Whitehead Detention Centre was a high-security detention facility for Vietnamese boat people located in Whitehead, Ma On Shan, in the Sha Tin District of the New Territories, Hong Kong. It was established by the Hong Kong Government in response to the influx of Vietnamese boat people and was administered by the Correctional Services Department. The centre opened in January 1989, with its first detainees transferred from the Harbour Detention Centre and the Argyle Street Detention Centre.
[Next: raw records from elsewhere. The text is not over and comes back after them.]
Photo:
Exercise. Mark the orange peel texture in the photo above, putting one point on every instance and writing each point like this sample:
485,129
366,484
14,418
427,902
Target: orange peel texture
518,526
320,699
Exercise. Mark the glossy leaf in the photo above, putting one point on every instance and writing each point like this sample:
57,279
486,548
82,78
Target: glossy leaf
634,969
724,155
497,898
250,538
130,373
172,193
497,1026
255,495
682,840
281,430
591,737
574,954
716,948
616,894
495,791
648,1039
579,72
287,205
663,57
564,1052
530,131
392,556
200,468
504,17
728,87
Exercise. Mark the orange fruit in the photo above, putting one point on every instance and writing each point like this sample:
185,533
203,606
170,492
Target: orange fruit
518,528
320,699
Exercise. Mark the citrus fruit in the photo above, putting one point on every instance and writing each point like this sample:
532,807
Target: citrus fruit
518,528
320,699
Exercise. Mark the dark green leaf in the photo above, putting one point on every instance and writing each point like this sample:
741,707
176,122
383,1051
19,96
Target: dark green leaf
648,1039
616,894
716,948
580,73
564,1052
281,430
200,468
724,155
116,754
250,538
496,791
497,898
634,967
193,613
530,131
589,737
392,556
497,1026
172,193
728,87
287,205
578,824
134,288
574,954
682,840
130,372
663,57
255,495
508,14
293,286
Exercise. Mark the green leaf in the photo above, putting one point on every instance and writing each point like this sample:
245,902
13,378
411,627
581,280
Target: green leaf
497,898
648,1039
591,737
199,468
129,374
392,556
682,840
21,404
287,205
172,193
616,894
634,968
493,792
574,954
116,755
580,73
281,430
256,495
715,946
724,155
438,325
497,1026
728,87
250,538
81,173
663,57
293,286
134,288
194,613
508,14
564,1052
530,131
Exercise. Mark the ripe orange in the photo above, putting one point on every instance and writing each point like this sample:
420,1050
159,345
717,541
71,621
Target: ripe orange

As a purpose-built detention centre, Whitehead Detention Centre continued to receive Vietnamese boat people after its opening, and its facilities were expanded over time to accommodate the growing population. At its peak, it was the largest detention centre in Hong Kong, housing more than 20,000 detainees. The centre was the scene of several major riots, the most notable of which occurred on 10 May 1996. The disturbance caused extensive fire damage to much of the camp, seriously injured numerous detainees and staff, and allowed more than 200 boat people to escape amid the chaos. Following the implementation of the Orderly Repatriation Programme by the Hong Kong Government, the centre’s population gradually declined. It was closed in June 1997, and the remaining detainees were transferred to the Sai Kung Man Yee Detention Centre.The northern part of the site was subsequently leased by the Hong Kong Government on a short-term basis and later redeveloped as the Whitehead Golf Driving Range.The southern portion was temporarily allocated to the Hong Kong Road Research Institute of the Hong Kong Polytechnic University for research purposes. Between 2019 and 2020, the site was redeveloped for private residential use and became the housing developments known as Cloud Sea and The Sea Crest. Subsequently, part of the site was approved for use by City University of Hong Kong for the construction of student residences.

== History ==
Following the end of the Vietnam War in 1975, the number of Vietnamese boat people fleeing the country increased significantly, with many seeking refuge in Hong Kong. To accommodate the influx, the Hong Kong Government established more than a dozen detention centres across the territory under the administration of the Correctional Services Department, although available facilities soon proved inadequate. In 1988, the Government began exploring the establishment of large-scale detention centres at Whitehead in Ma On Shan and at the High Island Reservoir area in Sai Kung. On 24 August, the Finance Committee of the Legislative Councilapproved a funding allocation of HK$175.6 million for the first phase of the Whitehead Detention Centre project. The plan included the construction of two accommodation blocks with a capacity of 4,800 detainees, while reserving land for two additional blocks. Upon completion of all phases, the centre was expected to accommodate up to 9,600 people. Construction was completed in December 1988. On 24 January 1989, more than 2,000 Vietnamese boat people were transferred in batches from the Harbour Detention Centre, including detainees housed aboard the Minhua (formerly the Yau Ma Tei Ferry), under the jurisdiction of the Harbour Detention Center of the Civil Aid Service and from the Argyle Street Detention Centre. They became the first detainees to be accommodated at Whitehead Detention Centre.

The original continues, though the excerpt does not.